La fibre optique s’impose de plus en plus, avec 6,8 millions de foyers connectés, représentant 89,1 % des abonnés internet fixe. Cette progression rapide de 1,4 point en trois mois témoigne de l’attrait croissant pour cette technologie. Sur le volet mobile, 78 % des clients utilisent désormais la 4G ou la 5G, renforçant la fidélité des abonnés.
Malgré la croissance des revenus, la rentabilité de Free en France a connu une baisse, avec un bénéfice opérationnel en recul de 6,1 %, à 543 millions d’euros. Cette diminution est principalement due à une augmentation des coûts réseau et à une taxe télécom plus élevée. En revanche, la réduction des investissements de 21,7 % a permis une augmentation de la trésorerie disponible de 11,5 %, atteignant 304 millions d’euros.
Pour attirer de nouveaux clients, Free a lancé le forfait Free Max à 29,99 euros par mois, incluant l’internet illimité en France et dans plus de 135 destinations mondiales. La performance de ce forfait sera évaluée lors du prochain bilan trimestriel.
À l’échelle du groupe Iliad, le chiffre d’affaires a progressé de 2,9 %, atteignant 2,608 milliards d’euros. L’Italie se distingue par une augmentation des revenus de 11,2 %, et une croissance impressionnante de l’OFCF de 150 %. En Pologne, l’opérateur Play affiche la rentabilité la plus élevée du groupe, transformant près de la moitié de ses revenus en bénéfice opérationnel.
Globalement, Iliad a généré un cash disponible après investissements de 416 millions d’euros, soit une augmentation de 92,5 %. De plus, le groupe a réduit sa dette de 474 millions d’euros en trois mois, améliorant sa situation financière.
Depuis le 17 avril, Free, Orange et Bouygues Telecom sont engagés dans des négociations exclusives pour acquérir une partie significative de SFR, évaluée à 20 milliards d’euros. La part d’Iliad représenterait environ 6,2 milliards. Cependant, l’issue de ces discussions reste incertaine, avec une exclusivité prolongée jusqu’au 5 juin.
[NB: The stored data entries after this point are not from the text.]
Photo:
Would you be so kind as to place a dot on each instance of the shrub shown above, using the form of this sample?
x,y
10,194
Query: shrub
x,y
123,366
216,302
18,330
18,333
Thomas Reynaud, directeur général d’Iliad, a exprimé des réserves quant à la conclusion de cet accord, reflétant une prudence partagée par les autres opérateurs impliqués. Ce potentiel rachat pourrait modifier le paysage des télécommunications en France, consolidant les positions des acteurs majeurs du secteur.
Alors que l’industrie des télécommunications continue de se transformer, des défis majeurs persistent. L’adoption rapide de la fibre optique et des technologies 5G nécessite des investissements importants, mettant à l’épreuve la rentabilité des opérateurs. Des entreprises comme Orange et Bouygues Telecom doivent naviguer dans un marché où l’innovation technologique et la fidélisation des clients sont cruciales pour maintenir leur compétitivité.
À l’échelle mondiale, l’accent est mis sur la durabilité et la réduction de l’empreinte carbone dans les infrastructures télécoms. Les opérateurs sont de plus en plus incités à adopter des pratiques respectueuses de l’environnement, tout en offrant des services de haute qualité. Dans ce contexte, des collaborations entre entreprises et gouvernements peuvent jouer un rôle clé pour soutenir la transition vers un avenir numérique plus durable.